Intanto però Samantha è ricomparsa dopo quindici anni di prigionia ed a raccogliere la sua testimonianza in ospedale viene mandato “l’idea”, un profiler che si presenta come dottor Green (un Dustin Hoffman ordinatissimo) e che la verità la vuole trovare nella mente della ragazza, nei meandri dei suoi ricordi. Due metodi agli antipodi che caratterizzeranno, in un continuo montaggio alternato, lo scorrere di una narrazione molto allungata, forse fin troppo visto il dilungarsi di alcune scene. La mano tuttavia c’è, ed è inutile negare e non riconoscere a Carrisi una discreta capacità nel trasferire in immagini i mondi nati dalla sua penna. Sicuramente va fatto un plauso alla fotografia di Federico Masiero e alle scenografie di Tonino Zera, capaci di trasmettere l’idea di una vicenda fuori dal tempo e senza continuità di spazi. Gli interni sono sicuramente impressionanti (il labirinto, l’ufficio “persone scomparse”, l’appartamento in rosso della prostituta amica di Genko), mentre gli esterni passano da un centro metropolitano sfuggente e futuristico ad una periferia rurale e decadente. Si ha già, da questi elementi, la certezza di un giallo destrutturato, privato di alcuni requisiti chiave per poter traboccare a piacimento nel nostalgico noir o nel thriller contemporaneo di matrice americana, da Seven a Saw.
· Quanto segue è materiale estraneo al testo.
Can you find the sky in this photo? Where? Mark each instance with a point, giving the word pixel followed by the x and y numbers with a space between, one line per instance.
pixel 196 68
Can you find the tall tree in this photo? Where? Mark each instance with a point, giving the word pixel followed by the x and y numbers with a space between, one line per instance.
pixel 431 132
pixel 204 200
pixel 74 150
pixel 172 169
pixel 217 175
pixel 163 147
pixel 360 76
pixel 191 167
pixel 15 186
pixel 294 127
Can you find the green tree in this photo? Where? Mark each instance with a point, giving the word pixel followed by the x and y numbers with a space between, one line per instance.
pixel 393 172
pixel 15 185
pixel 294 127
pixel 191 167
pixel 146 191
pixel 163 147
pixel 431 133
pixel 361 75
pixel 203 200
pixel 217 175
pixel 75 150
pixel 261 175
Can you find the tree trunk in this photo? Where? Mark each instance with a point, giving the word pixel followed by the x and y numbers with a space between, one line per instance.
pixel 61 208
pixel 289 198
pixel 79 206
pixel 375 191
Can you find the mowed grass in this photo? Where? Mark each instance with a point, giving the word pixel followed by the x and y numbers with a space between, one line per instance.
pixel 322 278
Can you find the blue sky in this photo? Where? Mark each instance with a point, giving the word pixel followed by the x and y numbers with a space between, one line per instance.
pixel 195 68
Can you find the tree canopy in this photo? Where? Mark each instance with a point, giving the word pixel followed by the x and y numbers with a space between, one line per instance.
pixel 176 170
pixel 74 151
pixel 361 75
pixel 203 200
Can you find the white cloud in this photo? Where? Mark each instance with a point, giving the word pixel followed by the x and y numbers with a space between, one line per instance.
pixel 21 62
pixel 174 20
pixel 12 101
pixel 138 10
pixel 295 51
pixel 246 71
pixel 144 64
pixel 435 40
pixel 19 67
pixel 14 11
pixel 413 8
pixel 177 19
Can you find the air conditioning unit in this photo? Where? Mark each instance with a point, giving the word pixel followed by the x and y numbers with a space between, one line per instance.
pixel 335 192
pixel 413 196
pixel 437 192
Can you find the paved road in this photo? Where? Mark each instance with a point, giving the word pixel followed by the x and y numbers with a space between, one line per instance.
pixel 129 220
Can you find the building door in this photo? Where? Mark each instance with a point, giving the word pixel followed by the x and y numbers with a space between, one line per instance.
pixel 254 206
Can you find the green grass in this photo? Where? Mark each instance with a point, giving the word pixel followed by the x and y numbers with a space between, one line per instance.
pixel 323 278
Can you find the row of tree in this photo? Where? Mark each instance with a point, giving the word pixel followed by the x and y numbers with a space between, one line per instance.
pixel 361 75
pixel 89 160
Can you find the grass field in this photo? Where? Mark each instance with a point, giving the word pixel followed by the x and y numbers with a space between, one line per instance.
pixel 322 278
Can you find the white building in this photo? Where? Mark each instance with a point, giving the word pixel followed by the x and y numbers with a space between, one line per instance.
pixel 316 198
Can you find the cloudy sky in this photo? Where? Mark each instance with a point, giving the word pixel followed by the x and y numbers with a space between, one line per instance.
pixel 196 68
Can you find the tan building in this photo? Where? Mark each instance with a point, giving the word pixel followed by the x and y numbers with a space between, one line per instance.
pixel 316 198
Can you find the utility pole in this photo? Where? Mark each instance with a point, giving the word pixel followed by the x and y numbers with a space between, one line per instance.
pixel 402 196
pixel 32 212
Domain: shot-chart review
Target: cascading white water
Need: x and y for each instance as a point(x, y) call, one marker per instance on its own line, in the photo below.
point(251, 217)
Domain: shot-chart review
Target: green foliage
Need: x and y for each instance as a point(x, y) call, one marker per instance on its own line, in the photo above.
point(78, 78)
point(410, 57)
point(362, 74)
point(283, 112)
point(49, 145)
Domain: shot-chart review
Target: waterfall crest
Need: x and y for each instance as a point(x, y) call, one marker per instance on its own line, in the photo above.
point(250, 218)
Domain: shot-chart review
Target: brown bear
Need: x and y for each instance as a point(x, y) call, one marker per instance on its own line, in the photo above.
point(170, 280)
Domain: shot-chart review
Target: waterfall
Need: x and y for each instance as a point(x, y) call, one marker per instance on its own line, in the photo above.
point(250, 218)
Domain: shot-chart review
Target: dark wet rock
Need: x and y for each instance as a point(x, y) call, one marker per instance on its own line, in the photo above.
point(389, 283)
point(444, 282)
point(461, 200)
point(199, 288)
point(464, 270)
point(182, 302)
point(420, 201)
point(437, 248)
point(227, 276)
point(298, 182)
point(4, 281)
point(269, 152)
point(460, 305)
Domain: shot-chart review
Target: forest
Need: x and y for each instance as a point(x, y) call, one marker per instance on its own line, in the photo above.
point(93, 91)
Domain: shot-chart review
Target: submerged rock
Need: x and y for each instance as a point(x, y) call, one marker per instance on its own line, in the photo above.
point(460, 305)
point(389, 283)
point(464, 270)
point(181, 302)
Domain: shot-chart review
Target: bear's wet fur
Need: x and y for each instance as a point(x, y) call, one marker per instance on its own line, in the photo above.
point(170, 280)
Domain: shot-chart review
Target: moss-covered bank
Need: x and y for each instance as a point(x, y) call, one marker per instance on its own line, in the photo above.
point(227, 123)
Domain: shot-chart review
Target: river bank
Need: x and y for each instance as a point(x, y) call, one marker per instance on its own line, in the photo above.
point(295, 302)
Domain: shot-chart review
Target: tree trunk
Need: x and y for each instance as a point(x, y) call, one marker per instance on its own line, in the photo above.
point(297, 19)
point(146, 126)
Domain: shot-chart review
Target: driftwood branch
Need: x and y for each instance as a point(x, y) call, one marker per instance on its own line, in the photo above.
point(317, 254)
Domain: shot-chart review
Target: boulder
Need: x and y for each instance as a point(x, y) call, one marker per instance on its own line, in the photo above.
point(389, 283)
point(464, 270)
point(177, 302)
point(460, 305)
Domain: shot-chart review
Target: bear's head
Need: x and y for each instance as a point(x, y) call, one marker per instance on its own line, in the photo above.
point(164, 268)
Infatti il gioco c’è nell’insano rapporto tra rapitore e vittima che viene rievocato dai flashback: il superamento di una prova per poter rimanere aggrappati alla vita. Così come il Genko di Servillo sembra inizialmente barcamenarsi in un ambiente e in una vicenda più grandi di lui, a volte sembrando più un Deckard malridotto a caccia di replicanti, salvo poi trovare la pista giusta. Il male che circonda la figura di quest’uomo con la faccia da coniglio non sembra mai troppo terreno e il fumetto per bambini che ne rappresenta le origini ha sicuramente il suo sorprendente effetto perturbante. Il colpo di scena, quello finale o d’appendice, oltre ad essere effettivamente un marchio carrisiano, è potente e ben eseguito, se non fosse per qualche ingenuità narrativa a priori. In sintesi, la forma de L’uomo del labirinto non lascia sicuramente indifferenti, ma la sostanza è alle volte molto rivedibile.